ChatGPT Agent is here with its own Virtual Machine and Tools!
Unleashing the Unified AI: Introducing ChatGPT Agent for Complex Tasks
Today marks a significant leap in how we interact with AI, as OpenAI officially launches ChatGPT Agent. This new, unified agent capability is designed to help users tackle complex, real-world tasks over long time horizons, seamlessly integrating thinking and action using a wide array of tools.
What is ChatGPT Agent?
For a while now, users have been excited about AI's ability to perform complex tasks, previously seen with tools like Deep Research and Operator. However, the clear demand was for a unified agent that could bring these capabilities, and more, together. That's exactly what ChatGPT Agent delivers.
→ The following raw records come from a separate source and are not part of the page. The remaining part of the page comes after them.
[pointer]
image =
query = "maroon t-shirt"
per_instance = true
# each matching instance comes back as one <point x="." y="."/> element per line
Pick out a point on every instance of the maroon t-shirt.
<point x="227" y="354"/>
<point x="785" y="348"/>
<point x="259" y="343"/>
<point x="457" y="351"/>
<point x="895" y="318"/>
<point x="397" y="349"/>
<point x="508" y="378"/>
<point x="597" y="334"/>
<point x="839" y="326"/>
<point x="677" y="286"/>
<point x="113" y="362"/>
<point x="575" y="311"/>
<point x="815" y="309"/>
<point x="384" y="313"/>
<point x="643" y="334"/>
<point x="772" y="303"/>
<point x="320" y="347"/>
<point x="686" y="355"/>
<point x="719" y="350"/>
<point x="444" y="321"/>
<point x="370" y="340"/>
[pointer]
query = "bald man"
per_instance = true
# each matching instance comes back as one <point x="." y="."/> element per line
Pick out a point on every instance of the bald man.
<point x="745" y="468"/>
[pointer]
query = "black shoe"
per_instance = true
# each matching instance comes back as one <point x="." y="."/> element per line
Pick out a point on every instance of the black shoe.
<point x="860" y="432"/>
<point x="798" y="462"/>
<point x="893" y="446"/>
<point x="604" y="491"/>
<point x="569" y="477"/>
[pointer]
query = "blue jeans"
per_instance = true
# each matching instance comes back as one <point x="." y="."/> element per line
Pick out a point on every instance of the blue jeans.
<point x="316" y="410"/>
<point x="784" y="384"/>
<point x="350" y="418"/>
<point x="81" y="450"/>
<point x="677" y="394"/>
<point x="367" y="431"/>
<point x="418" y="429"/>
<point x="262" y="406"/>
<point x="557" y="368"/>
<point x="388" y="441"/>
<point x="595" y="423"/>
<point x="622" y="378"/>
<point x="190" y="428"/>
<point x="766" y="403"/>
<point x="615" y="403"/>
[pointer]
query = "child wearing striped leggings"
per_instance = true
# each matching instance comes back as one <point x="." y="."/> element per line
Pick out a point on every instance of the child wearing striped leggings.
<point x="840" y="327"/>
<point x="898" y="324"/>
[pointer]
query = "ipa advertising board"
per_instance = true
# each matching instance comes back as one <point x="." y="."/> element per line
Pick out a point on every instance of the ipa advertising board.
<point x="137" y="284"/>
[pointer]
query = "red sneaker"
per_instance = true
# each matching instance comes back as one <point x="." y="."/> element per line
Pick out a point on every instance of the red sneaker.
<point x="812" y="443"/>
It's an AI that uses its own virtual computer to carry out tasks, providing a visualization of its computer screen and its chain of thought as it works.
A Unified Toolbox for Universal Tasks
ChatGPT Agent comes equipped with a comprehensive suite of tools, making it incredibly versatile:
Text Browser: Similar to the Deep Research tool, this allows the agent to efficiently and quickly read many web pages and search for information.
Visual Browser: Akin to the Operator tool, this enables the agent to interact directly with web page UIs. It can click, drag, open components, fill out forms, and enter text, offering immense flexibility.
Terminal Access: The agent can run code, generate and analyze files (like spreadsheets and slide decks), and even call APIs – both public ones and private data sources you explicitly connect, such as Google Drive, Google Calendar, GitHub, and SharePoint.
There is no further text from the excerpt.